Development guide

Development guide

This guide covers setting up a development environment, running the tools, and the project's code conventions.


Prerequisites

  • Python 3.10 or newer
  • uv — the recommended package manager (installs fast and manages Python versions)
  • git

Clone and install

git clone https://github.com/5w0rdf15h/thaiphon
cd thaiphon
make dev

make dev runs uv sync --extra dev, which installs thaiphon in editable mode along with the development dependencies (pytest, ruff, mypy).

If you prefer plain pip:

pip install -e ".[dev]"

Make targets

Target Command Description
make dev uv sync --extra dev Install with dev dependencies
make test pytest -q Run the test suite
make lint ruff check src/ tests/ Lint with ruff
make typecheck mypy src/thaiphon Type-check with mypy
make check test + lint + typecheck All quality checks
make format black + isort Auto-format code

Running tests

# All tests, quiet output.
pytest -q

# All tests, verbose.
pytest -v

# A specific file.
pytest tests/test_api.py -v

# A specific test by keyword.
pytest -k "test_sara_am" -v

# A specific test class.
pytest tests/rules/ -v

Code style

thaiphon uses ruff for linting and black + isort for formatting. The configuration lives in pyproject.toml.

Key style conventions:

  • Line length: 100 characters.
  • Quotes: double quotes (black default).
  • Imports: isort-style, with from __future__ import annotations at the top of every module.
  • Type annotations: full annotations on all public functions; mypy --strict must pass.
  • Docstrings: brief module-level docstrings; per-function docstrings for public API only.

Run make format to auto-apply formatting, then make lint to check for remaining issues.


Type checking

make typecheck
# or
mypy src/thaiphon

mypy runs in strict mode (strict = true in pyproject.toml). All public API functions and data structures must be fully typed.

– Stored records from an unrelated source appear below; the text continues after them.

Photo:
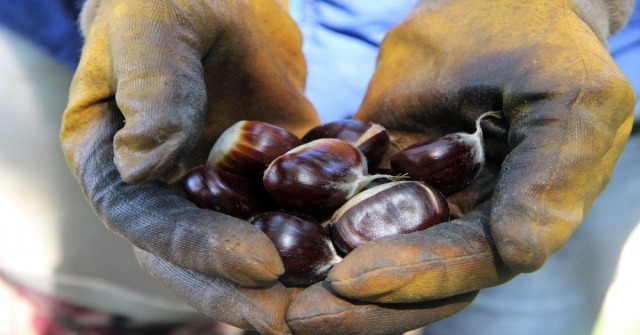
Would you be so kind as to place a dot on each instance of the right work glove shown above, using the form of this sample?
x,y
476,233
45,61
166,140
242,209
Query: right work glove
x,y
157,83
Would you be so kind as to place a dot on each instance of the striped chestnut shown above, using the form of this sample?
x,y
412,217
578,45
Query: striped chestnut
x,y
248,147
302,243
318,176
449,163
370,138
389,209
213,188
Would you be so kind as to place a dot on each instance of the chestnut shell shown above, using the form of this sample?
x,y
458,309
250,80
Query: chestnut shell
x,y
449,163
387,209
317,176
248,147
370,138
213,188
302,243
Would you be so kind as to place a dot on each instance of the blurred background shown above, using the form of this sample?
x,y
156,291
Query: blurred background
x,y
39,198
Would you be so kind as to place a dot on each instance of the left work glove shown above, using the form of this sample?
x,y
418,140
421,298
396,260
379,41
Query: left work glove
x,y
158,82
567,111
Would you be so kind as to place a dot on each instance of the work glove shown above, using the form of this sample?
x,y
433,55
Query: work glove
x,y
567,111
157,83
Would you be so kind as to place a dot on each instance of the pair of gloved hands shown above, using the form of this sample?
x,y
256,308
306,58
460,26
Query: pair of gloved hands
x,y
180,72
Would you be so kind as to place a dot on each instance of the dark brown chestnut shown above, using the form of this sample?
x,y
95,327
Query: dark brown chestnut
x,y
394,208
370,138
318,176
449,163
213,188
303,244
248,147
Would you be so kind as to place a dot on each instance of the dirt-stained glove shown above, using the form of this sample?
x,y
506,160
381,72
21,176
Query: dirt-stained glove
x,y
567,112
157,83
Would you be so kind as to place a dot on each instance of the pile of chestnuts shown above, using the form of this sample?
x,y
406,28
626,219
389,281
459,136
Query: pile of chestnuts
x,y
314,197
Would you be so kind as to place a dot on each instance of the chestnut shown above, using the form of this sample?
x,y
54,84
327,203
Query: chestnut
x,y
213,188
317,176
448,163
302,243
394,208
248,147
370,138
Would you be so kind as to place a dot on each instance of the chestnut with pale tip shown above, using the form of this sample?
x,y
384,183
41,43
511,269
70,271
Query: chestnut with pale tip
x,y
389,209
213,188
303,244
248,147
370,138
448,163
318,176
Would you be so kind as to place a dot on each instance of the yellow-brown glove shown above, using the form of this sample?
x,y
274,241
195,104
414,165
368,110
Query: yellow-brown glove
x,y
157,83
567,111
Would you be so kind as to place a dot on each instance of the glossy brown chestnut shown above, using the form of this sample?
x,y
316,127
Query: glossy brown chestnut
x,y
248,147
449,163
213,188
388,209
318,176
304,246
370,138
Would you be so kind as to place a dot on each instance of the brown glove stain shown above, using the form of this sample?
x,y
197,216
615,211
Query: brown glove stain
x,y
568,111
319,310
178,91
157,83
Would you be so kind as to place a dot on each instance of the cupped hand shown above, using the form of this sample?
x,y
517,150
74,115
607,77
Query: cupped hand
x,y
567,109
567,112
157,83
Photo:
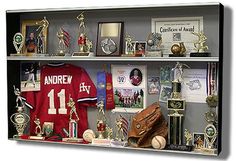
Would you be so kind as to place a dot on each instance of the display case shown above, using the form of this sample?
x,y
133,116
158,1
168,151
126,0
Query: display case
x,y
129,77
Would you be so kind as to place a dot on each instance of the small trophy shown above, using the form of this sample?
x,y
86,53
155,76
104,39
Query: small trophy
x,y
200,46
84,43
38,131
73,124
188,137
63,42
18,42
19,119
154,42
176,108
178,50
102,128
41,38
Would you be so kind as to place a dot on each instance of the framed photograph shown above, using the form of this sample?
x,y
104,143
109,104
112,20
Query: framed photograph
x,y
198,140
30,76
129,87
176,30
154,85
110,38
130,48
140,48
33,42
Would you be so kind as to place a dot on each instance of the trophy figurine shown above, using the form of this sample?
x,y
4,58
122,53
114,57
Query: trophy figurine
x,y
176,107
210,130
84,43
188,137
200,46
18,42
154,42
101,120
63,42
73,123
38,130
19,119
41,42
119,130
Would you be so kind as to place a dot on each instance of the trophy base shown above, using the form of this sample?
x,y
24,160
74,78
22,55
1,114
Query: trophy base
x,y
196,54
36,138
176,55
85,54
154,53
73,140
179,147
104,142
119,143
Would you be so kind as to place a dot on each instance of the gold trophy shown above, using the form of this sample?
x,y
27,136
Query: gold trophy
x,y
73,124
19,119
84,43
176,107
41,41
200,46
18,42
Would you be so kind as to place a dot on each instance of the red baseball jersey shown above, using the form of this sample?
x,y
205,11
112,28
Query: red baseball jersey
x,y
59,82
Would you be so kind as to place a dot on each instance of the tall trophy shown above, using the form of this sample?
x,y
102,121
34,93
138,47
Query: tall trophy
x,y
84,43
63,42
176,108
18,42
73,123
41,38
154,42
20,119
199,45
210,130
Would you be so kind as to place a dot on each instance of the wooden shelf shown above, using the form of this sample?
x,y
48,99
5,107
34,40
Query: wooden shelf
x,y
149,59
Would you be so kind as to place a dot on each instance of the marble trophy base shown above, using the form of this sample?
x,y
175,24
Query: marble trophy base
x,y
104,142
176,55
179,147
36,137
154,53
73,140
115,143
196,54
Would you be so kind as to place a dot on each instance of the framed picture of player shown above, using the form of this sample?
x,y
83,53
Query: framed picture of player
x,y
34,38
129,87
30,76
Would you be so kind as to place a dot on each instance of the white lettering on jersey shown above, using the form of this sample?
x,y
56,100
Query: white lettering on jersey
x,y
84,88
58,79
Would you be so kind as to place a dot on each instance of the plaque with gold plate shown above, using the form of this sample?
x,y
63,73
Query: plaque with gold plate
x,y
110,38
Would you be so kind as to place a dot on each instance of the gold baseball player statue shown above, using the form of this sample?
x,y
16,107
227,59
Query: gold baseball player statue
x,y
120,132
71,104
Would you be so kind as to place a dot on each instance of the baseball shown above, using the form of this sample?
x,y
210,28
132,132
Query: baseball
x,y
158,142
88,135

Internal helper functions should be typed unless the typing is prohibitively complex.


Project layout

thaiphon/
├── src/
│   └── thaiphon/
│       ├── api.py                 # Public API entry points
│       ├── registry.py            # Renderer registry
│       ├── errors.py              # Exception hierarchy
│       ├── model/                 # Frozen dataclasses + enums
│       ├── normalization/         # Unicode normalisation + expansion
│       ├── pipeline/              # PipelineRunner
│       ├── syllabification/       # Candidate generator + ranker
│       ├── tokenization/          # TCC tokenizer
│       ├── derivation/            # Phonological derivation steps
│       ├── tables/                # Static lookup tables
│       ├── lexicons/              # Lexicon dicts + frozensets
│       ├── renderers/             # Scheme implementations
│       └── segmentation/          # Word segmenter
├── tests/
│   ├── conftest.py                # Shared fixtures
│   ├── fixtures/                  # README on provenance policy
│   ├── rules/                     # Internal phonological-rule tests
│   └── test_*.py                  # Public API + renderer tests
├── pyproject.toml
├── Makefile
└── README.md

Commit style

  • Write commit messages in the imperative: "Fix tone for LC dead short syllable", not "Fixed" or "Fixing".
  • The first line should be a clear summary under 72 characters.
  • If the commit fixes a bug, mention the word or pattern affected.
  • No AI attribution in commit messages.

Adding a new feature

  1. Write a test first (or alongside). Place it in tests/ for API-level behaviour, or in tests/rules/ for a new phonological-rule regression.
  2. Implement the change in the appropriate subpackage.
  3. Run make check to ensure tests, linting, and type-checking all pass.
  4. Open a pull request. See Pull requests.

Versioning

thaiphon follows semantic versioning. The version is in pyproject.toml and src/thaiphon/__init__.py. Both must be updated together. The current release is v0.2.0.